For this reason, his form of expression could match the phenomenon of Arvo Pärt because Pärt also reached out to a tradition further afield in his early pursuits, when he couldn't find around him what he longed to experience. In the closed circumstances of the Soviet era, he couldn't have direct contact with the sources and had to come up with quite a lot himself, to imagine it. Perhaps this was necessary for the birth of his tintinnabuli system.
Towards illusive beauty
In their own way, Joonas Sildre's drawings don't describe Pärt himself, but rather the situation in which the explorations of the protagonist took place. That said, due to his age, Sildre has had to make up and imagine much that is connected to that time. But this is just a backdrop. Striving towards illusive beauty is at the core, a desire to understand meanings larger than life, a search for God (Sildre is very discreet when it comes to this) in everything, even music.
Anyone looking at the book should take the time to stop at a few incidental pages to see how the artist has drawn the gestural body language of the bearded male figure. Their resonance is remarkable. Sildre has probably gone through the whole process himself, taken it in, tried to undertake the path of experience, attempted to strive towards apprehending the unattainable.
This is how art is born. The artist tries to convey a picture of that which they have themselves felt. It doesn't matter if this is expressed in pictures, words or sounds.
Here, the starting point is certainly in music. Joonas Sildre is one of the many people with whom Arvo Pärt's music has done something special. If this emotion directs people to continue searching and maybe directs their gaze in the same direction that Pärt is looking, then actions follow. "Between Two Sounds" is one of those stories that (I hope I am not wrong in this statement) attempts to share a very beautiful great feeling with everyone instead of exploiting a widely known subject.
The story of this book has certainly not come to an end. It would be strange if it were not translated into many of the larger languages and then many people in faraway countries would examine Joonas Sildre's picture stories. Only time will show how people (many people) will accept Joonas Sildre's story about Arvo Pärt.

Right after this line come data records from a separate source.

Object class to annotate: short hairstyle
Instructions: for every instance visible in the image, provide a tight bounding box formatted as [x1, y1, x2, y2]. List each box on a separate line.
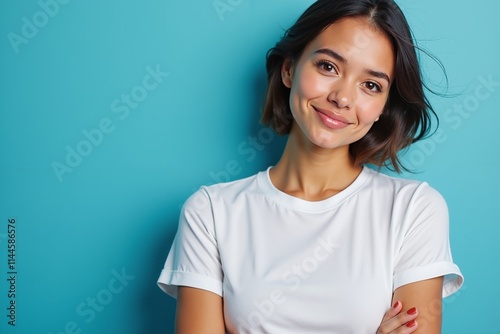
[261, 0, 439, 172]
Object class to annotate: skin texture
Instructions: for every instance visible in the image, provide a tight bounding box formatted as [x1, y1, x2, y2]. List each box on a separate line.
[175, 286, 224, 334]
[271, 17, 394, 201]
[283, 18, 393, 153]
[376, 277, 444, 333]
[174, 17, 444, 333]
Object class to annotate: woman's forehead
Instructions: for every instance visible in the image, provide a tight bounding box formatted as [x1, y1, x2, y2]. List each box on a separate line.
[303, 17, 395, 77]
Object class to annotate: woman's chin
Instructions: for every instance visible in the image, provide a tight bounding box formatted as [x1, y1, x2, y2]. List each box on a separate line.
[306, 134, 349, 151]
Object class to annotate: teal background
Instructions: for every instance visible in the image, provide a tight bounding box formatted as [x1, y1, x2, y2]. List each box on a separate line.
[0, 0, 498, 333]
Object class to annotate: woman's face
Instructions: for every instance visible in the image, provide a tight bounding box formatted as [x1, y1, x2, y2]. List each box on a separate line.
[282, 17, 395, 150]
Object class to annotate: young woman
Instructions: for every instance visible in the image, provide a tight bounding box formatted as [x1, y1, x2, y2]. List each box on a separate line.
[158, 0, 463, 333]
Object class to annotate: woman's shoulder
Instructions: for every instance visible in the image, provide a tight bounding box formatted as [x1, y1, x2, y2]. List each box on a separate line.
[183, 170, 265, 210]
[203, 170, 263, 196]
[365, 167, 446, 205]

And also – this story is left unfinished. Since the 1980s, where Joonas Sildre leaves three dots and lays his pencil on the table, Pärt has produced such a number of works that could be considered the more substantial part of his creative work. This act is not in a book yet, this section on the timeline is as yet undrawn…
Immo Mihkelson is a music journalist, radio show presenter and editor at Klassikaraadio.
CV
Joonas Sildre (b. 1980) is an illustrator, graphic designer, caricaturist and comic book artist living in Tallinn. In addition to Estonia, his comics have also been published in the USA, Germany and Slovenia.